Almost Fabulous
- Peggy Hepburn

- Feb 23
- 3 min read
Updated: Feb 23

Perhaps the best thing to come out of Emerald Fennel’s recent wet n’ wild take on Wuthering Heights are the reviews: Vulture’s Alison Wilmore described the movie as embodying a teenage girl’s horny fantasy of the love between Heathcliffe & Catherine, emphasizing the wetness of the picture (it’s true, they are always walking in the rain, which as a puppet I found unnerving — naturally, I would come apart at the seams! Plus: pneumonia!). In Rosanna McLaughlin’s spot-on piece for ArtReview, “Wuthering Heights & the Aesthetics of Surface”, she argues that Margot Robbie’s outfits are the main character of the film, the sets reminiscent of self-consciously kooky boutique hotels, & Jacob Elordi’s Heathcliff about as wooden as they come (though, to be fair, he didn’t have much to work with), as well as making a strong case for the merging of the promotion of the film with the film itself. The cover has become the book, more or less.
It’s been a while since I’ve read Emily Brontë, but one thing that stuck out about Wuthering Heights was its definitive Gothic character, the spookiness of the locale & the ghosts that walked it — not so here. As I’m sure you’ve heard, Fennel’s interpretation is a wide departure from the book, though not as far of a departure as it could have been, the emphasis entirely on Catherine Earnshaw & the foundling she gives the name Heathcliffe, & I’ll admit the burning coals of their desire sustained a certain tension through most of the film, but once they finally give in to the urges, that tension breaks & the movie is essentially over, though it carries on nonetheless (clocking in at 2 hrs & 16 minutes). The aesthetics are obviously the point, as McLaughlin crystallized in her essay, though they are essentially rather random. It’s one of those cases where it needs to go in one direction or the other: 1977 Suspiria-level mad dedication to aesthetics as an experience in itself, emphasis on the surreal (I would’ve liked to see some spooky birds or weird animal business to bring in the sadly lacking gothic mood of it all), or a more true-to-form period piece. The issue is not necessarily that the aesthetics were the point, it’s that they were not a strong enough point to be meaningful in & of themselves, or to lend powerfully enough to the picture’s rather pared-down & straightforward plot.

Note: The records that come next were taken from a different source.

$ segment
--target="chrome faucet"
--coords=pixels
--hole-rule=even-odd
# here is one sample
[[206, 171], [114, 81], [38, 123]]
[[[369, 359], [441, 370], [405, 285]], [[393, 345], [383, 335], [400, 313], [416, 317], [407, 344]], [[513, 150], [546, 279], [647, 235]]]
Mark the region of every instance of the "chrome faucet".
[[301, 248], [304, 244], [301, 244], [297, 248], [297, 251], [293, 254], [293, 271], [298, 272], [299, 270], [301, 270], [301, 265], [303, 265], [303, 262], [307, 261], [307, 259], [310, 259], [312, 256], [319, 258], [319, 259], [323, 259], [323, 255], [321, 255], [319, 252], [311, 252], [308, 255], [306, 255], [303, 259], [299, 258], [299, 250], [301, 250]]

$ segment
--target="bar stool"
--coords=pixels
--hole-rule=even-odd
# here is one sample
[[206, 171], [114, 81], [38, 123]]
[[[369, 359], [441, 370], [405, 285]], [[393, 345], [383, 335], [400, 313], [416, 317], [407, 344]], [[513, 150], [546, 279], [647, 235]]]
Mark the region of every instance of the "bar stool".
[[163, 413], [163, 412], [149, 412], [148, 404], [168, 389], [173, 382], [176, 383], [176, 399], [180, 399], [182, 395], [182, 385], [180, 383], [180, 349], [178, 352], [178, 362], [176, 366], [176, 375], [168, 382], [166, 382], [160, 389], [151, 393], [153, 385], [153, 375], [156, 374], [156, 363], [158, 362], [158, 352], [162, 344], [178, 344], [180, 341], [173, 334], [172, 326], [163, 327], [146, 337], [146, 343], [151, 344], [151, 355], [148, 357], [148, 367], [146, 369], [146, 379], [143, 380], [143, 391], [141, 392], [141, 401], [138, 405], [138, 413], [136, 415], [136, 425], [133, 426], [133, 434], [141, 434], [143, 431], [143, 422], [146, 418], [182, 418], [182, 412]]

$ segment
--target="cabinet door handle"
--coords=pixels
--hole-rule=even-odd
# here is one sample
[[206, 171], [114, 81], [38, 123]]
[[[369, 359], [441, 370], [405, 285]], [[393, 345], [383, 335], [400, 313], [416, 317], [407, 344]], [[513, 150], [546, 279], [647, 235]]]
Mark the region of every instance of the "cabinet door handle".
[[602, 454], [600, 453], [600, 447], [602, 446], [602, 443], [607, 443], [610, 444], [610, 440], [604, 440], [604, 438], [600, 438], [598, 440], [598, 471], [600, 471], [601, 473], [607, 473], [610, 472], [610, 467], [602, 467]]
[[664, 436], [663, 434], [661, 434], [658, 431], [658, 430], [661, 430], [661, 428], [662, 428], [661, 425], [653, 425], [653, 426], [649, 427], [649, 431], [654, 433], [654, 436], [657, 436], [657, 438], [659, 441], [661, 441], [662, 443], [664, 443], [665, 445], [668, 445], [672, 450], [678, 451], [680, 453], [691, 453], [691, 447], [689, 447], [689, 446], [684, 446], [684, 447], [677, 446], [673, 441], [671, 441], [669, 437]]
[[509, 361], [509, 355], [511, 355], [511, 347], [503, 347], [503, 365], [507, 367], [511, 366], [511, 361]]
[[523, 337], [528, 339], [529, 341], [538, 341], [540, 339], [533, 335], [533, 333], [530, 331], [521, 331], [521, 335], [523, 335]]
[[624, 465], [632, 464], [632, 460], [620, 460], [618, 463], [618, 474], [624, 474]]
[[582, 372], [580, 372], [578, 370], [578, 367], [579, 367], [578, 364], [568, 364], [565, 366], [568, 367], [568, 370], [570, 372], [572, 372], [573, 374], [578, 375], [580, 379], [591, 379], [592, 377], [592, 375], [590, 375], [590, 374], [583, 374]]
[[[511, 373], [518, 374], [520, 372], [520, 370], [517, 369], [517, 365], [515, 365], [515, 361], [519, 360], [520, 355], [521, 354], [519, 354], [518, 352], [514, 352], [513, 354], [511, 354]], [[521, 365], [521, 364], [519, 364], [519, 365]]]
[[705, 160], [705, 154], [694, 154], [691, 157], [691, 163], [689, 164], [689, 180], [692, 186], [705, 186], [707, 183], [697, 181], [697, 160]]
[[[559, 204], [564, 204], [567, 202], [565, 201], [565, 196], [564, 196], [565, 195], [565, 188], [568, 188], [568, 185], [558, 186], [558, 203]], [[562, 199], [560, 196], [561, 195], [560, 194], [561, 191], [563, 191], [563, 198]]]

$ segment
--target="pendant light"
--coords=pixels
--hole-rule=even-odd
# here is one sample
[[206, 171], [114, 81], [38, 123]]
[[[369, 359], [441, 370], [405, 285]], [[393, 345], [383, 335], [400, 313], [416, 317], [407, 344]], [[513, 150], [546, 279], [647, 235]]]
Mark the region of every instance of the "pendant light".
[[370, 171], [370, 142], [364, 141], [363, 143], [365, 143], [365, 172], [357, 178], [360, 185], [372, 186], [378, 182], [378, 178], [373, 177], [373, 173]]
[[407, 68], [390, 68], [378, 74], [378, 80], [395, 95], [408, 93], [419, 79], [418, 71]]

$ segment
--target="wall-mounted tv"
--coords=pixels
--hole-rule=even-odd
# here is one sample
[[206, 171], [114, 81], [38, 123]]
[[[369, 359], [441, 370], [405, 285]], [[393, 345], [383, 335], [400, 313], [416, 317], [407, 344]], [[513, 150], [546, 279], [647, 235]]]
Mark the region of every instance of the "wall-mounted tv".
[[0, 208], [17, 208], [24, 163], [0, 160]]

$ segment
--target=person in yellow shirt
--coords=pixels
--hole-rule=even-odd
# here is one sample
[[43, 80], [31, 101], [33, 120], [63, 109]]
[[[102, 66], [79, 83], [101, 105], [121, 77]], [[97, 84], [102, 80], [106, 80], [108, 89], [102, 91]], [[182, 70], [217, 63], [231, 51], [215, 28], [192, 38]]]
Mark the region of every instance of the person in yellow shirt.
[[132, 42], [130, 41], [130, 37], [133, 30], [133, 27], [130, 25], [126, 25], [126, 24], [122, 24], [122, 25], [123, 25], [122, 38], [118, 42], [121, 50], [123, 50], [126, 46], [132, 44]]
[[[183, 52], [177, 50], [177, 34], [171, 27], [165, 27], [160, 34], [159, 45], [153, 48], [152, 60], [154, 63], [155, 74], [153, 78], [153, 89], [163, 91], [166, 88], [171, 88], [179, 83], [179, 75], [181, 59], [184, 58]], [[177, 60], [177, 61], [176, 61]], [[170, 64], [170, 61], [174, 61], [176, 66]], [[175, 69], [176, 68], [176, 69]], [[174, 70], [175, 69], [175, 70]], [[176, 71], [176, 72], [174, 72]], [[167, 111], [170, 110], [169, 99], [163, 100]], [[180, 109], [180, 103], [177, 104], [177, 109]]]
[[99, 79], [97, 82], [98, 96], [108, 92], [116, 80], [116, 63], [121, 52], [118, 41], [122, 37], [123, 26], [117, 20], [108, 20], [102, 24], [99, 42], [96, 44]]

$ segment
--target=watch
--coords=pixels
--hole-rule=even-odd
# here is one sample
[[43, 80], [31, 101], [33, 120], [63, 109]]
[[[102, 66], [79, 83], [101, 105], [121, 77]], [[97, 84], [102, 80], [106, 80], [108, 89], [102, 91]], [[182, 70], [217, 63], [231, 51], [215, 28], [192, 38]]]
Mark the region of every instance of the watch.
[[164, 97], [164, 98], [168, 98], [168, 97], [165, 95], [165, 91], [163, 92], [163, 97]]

The debate raging around this film (though ‘debate’ may be the wrong word, since many seem to be in agreement that while Margot & Jacob make for steamy eye candy, the movie overall isn’t so great — disappointing mostly because it could have been great, seeing as it’s based on a masterpiece of English letters & all) crystallizes a major problem that I have with many films that are coming out these days: as I said, the emphasis is on how it looks, as opposed to the story it tells. They’re playing to the Instagram crowd, & who can blame them? But a good Instagram story, as satisfying as it is for the 5 seconds it takes to register it, does not a good film make. Of course there was a Dazed story about the film’s fashion choices, it would be positively remiss if there weren’t! Imagery is definitely good clean fun, but when the art department is getting the whole budget & the script is flim-flam, we have a bit of a problem. Especially a script that somehow runs for two hours & sixteen minutes. Films these days, especially those that cue to the art variety, more often than not are just too damn long. Who has the attention span, let alone the time? I have places to be! Can we get back to the tight ninety already? Jeez!
That being said, perhaps Emerald Fennel should take the level of hype around this movie as a compliment. I mean, Promising Young Woman & Saltburn each made their own big special splash in the culture, she was perhaps due for a miss. The frustrating thing is that it wasn’t a total miss: with a few more edits here & a few more details there, the movie could have landed. Perhaps that’s why people can’t stop talking about it. For the fashion crowd: run, don’t walk to the this movie. For the art crowd: you can catch it on streaming & be prepared to talk about what you would have done differently (where were the paintings in that almost-fabulous Linton manor?). For the book crowd: don’t bother.